実行力を持った人間を
トップに登用できるか?

 第三の教訓は、「異能の外部人材」を登用し、守ることである。

 DOGEの推進力は、イーロン・マスク、スティーヴ・デイヴィスのようなシリコンバレーのハッカー文化を持つ外部人材にあった。彼らは行政の不文律を無視できたからこそ、破壊的な改革を実行することができた。

書影『政府破綻』(一般財団法人ネクストジャパン・イニシアティブ、新潮社)『政府破綻』(一般財団法人ネクストジャパン・イニシアティブ、新潮社)

 日本版DOGEにおいても、民間登用は必須と考えられるが、従来のような「審議会の有識者」として意見を述べるだけの立場では不十分だ。コードを書き、データを分析し、実務を執行する権限を持った「実務者」かつ「決定権者」として、然るべき民間人材を内部に迎え入れる必要がある。同時に、彼らを既存の官僚機構の論理やバッシングから守る防波堤の役割を、政治家が担わねばならない。

 米国ではマスクとトランプ大統領という大きな盾があった。
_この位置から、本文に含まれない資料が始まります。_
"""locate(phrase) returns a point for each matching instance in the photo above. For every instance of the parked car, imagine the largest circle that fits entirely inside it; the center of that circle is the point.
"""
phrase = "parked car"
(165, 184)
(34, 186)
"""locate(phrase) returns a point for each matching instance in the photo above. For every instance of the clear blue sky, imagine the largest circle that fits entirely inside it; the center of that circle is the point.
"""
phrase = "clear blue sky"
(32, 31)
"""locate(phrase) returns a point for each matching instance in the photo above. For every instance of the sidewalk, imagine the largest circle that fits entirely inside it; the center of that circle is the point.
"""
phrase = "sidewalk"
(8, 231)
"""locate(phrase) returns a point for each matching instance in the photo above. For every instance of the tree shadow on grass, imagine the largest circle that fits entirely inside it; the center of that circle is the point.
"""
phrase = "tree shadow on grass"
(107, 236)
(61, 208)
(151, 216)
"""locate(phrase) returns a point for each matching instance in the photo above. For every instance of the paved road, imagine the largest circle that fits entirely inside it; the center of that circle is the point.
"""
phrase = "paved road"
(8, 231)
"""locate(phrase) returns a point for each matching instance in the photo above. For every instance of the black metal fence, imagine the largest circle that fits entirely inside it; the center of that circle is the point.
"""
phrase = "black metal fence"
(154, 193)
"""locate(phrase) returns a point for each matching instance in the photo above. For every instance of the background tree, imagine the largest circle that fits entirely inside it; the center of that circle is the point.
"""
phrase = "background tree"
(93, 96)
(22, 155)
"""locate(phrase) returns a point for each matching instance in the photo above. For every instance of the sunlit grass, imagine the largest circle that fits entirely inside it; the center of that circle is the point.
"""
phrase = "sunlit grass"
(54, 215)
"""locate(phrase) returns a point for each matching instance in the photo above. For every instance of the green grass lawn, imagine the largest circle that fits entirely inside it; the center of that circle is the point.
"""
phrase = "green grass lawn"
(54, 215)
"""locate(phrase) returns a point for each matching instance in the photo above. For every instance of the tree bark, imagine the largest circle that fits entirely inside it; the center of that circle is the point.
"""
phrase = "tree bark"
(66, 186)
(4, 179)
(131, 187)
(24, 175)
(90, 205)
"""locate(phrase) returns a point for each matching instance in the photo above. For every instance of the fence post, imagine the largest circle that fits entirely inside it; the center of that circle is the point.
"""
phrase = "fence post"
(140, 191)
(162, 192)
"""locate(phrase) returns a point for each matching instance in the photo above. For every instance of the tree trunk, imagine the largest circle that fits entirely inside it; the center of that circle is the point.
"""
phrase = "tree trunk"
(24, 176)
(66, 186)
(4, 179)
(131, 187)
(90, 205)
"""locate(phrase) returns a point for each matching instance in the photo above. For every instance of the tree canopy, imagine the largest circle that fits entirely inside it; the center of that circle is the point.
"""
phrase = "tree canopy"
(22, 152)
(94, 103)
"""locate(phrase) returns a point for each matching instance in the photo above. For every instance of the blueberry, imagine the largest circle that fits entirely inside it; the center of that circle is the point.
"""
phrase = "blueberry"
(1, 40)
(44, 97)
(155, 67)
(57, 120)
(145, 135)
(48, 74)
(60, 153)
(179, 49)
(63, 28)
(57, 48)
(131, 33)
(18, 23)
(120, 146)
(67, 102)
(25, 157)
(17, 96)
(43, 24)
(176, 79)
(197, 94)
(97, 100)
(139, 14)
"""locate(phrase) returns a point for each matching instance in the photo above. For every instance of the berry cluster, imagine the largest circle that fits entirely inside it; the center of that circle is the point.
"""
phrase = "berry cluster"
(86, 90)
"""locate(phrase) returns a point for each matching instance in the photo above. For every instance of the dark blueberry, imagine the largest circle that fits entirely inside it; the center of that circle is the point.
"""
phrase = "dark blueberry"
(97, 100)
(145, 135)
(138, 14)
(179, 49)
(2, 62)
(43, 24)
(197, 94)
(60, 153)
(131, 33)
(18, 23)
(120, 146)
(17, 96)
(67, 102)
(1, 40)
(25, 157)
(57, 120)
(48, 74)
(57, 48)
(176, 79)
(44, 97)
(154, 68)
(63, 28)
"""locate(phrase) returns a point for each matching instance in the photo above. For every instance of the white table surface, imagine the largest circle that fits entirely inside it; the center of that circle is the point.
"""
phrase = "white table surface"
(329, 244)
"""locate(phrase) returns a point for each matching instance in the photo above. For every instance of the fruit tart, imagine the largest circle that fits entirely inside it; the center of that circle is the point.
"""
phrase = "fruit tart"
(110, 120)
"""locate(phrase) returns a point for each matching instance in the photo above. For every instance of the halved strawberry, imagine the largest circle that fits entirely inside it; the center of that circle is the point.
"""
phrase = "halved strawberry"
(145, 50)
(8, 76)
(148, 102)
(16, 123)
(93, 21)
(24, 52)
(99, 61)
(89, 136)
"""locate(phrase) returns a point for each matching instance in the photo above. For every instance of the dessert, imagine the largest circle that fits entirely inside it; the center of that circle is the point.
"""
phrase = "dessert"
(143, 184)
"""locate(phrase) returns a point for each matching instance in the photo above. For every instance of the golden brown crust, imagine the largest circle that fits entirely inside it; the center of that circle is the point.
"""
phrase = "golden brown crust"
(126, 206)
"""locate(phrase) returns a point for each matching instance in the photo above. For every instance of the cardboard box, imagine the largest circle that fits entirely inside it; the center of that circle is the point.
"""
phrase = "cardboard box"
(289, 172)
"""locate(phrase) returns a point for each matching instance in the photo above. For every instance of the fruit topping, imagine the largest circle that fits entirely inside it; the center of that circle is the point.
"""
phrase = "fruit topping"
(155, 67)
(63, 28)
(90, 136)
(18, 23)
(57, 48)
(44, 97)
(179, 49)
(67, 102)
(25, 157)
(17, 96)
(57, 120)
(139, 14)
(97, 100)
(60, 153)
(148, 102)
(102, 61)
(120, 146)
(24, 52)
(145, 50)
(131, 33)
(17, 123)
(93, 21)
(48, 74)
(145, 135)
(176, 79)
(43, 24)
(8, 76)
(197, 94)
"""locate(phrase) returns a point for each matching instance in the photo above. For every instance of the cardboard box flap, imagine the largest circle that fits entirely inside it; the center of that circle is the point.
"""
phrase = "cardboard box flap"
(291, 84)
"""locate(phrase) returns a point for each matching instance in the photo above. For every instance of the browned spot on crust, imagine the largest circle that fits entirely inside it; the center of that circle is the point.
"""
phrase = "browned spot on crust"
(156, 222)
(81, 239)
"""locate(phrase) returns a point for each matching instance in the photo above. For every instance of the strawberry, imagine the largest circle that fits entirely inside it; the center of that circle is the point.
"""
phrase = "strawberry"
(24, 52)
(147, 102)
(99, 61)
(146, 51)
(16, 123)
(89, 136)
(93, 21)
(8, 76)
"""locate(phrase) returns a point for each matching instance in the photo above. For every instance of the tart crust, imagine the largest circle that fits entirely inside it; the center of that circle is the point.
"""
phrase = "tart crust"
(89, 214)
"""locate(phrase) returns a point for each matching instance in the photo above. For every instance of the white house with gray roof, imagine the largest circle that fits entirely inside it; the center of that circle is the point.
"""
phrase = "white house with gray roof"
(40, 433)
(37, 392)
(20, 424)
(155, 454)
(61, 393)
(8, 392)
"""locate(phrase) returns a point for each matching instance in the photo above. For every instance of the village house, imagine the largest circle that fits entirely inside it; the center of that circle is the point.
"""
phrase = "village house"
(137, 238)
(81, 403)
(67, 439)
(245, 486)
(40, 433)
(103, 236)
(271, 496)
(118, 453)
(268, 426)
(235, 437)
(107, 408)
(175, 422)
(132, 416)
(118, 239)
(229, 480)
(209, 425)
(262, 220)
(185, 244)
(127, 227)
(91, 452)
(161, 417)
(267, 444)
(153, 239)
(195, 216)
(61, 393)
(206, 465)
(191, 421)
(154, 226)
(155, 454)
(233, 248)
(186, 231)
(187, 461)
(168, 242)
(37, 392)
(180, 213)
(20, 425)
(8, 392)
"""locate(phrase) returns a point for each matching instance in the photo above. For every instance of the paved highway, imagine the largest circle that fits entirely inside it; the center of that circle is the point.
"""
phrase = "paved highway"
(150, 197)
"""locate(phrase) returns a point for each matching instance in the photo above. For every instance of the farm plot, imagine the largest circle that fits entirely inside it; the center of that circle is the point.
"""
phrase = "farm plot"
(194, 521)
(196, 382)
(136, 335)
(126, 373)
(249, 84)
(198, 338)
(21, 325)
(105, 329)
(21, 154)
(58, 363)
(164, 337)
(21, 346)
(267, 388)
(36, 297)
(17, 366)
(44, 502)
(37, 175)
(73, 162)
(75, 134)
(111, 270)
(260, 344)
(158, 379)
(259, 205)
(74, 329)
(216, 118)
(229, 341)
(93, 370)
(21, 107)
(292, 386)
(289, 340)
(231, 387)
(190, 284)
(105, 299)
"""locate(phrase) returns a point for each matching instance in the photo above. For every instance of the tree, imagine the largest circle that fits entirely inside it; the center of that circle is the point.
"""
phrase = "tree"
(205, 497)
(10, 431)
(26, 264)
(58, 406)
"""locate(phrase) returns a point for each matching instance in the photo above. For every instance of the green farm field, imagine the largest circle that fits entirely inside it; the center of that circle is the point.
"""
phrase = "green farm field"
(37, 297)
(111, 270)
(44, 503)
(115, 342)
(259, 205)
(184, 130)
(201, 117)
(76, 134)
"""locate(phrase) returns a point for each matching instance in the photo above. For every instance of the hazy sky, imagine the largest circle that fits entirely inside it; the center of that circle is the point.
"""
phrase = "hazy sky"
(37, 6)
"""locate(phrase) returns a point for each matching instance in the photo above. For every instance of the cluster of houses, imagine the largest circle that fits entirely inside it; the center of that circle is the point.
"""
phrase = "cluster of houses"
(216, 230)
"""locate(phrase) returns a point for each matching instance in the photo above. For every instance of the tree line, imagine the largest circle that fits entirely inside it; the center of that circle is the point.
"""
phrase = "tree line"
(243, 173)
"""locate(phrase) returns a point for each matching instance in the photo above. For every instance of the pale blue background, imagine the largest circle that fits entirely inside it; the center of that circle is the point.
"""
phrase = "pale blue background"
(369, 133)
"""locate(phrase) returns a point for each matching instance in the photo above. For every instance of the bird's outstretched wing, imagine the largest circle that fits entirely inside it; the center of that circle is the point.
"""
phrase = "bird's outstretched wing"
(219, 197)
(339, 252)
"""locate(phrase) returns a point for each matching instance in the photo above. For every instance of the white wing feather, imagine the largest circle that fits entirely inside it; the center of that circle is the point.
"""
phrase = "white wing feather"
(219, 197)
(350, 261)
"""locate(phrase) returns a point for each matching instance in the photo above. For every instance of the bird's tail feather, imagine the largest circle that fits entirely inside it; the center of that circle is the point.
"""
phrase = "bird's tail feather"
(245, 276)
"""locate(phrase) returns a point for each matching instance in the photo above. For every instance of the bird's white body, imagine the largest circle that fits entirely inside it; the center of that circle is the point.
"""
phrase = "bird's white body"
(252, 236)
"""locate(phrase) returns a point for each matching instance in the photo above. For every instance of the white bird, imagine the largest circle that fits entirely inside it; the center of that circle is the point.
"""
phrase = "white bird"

日本でも、総理あるいは担当大臣が現場のハレーションを引き受ける覚悟を持てるかが問われる。

 米国DOGEの実験という反面教師が示したのは、破壊的なショック療法だけでは持続可能な行政改革は成し得ないという現実だ。日本版DOGEが目指すべきなのは、革新的で持続可能な改革による「小さくて大きな政府」の実現である。一過性のパフォーマンスに終わらせず、テクノロジーと法を武器に行政のOSを根本から書き換えることこそが、日本が歩むべき改革の本道であろう。